Of course you're going to factory reset your phone before you give it away or sell it. You don't want all your data sitting on there, right? Unfortunately a new study shows even a full factory reset will leave data behind on an Android phone, and very very important data at that.

We've known for a while that just factory resetting an Android phone won't get rid of all its data. Last year, security developer Avast dug into what can be left behind, and the remnants include photos, email addresses, emails, texts, selfies, downstairs selfies, and more. But a new study out of the University of Cambridge shows that it's even worse than that; people could actually use this data to log into your accounts.

Even a full factory reset will leave data behind on an Android phone

The flaw with factory resets has to do with the way data is deleted on computers. When you delete something off a hard drive, your phone or computer doesn't just go an wipe it away. Instead it marks the place where it is stored as OK to overwrite. It's easy to think of this space as "empty" but it's really not; it's full of garbage data that's been marked for deletion but that isn't necessarily deleted until the computer has new data that it needs to set down in an "empty" space.
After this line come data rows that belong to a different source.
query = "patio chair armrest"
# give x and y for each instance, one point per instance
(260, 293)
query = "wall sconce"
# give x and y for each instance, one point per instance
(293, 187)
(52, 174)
And Android's factory recent doesn't go out of its way to wipe all that "empty" space that really isn't empty, so there's still data there to find.

As the study points out, this gets really dangerous when combined with tokens, the way your smartphone logs you into apps. When you put your password into Facebook for the first time, the app checks your password and generates a special-use token. Until you log out, that token is stored on your phone and authenticates you behind the scenes so you don't have to always be typing in your password. You can probably see where this is going.

If bad guys get their hands on a phone that still has tokens floating around in the memory that's marked as empty but actually isn't, they can extract those and basically use them as passwords to your accounts. Bad, bad news.

The good news is that there's a way to avoid all of this: Encrypt your phone before you wipe it. When you encrypt a phone, you are forcing a change to every chunk of memory available, and basically scramble everything. It's a fine solution, you just have to know about it.

The researchers say they're working with Google to help close the whole in the future, perhaps by enabling encryption by default, like the iPhone does. That takes a lot of processing power though, and while the iPhone has a dedicated co-processor to help with that, Android phones don't and you can take a performance hit.

So for now just remember that if you're going to sell or give away an Android phone, encrypt it before you wipe. Encrypt it anyways! Encryption is good.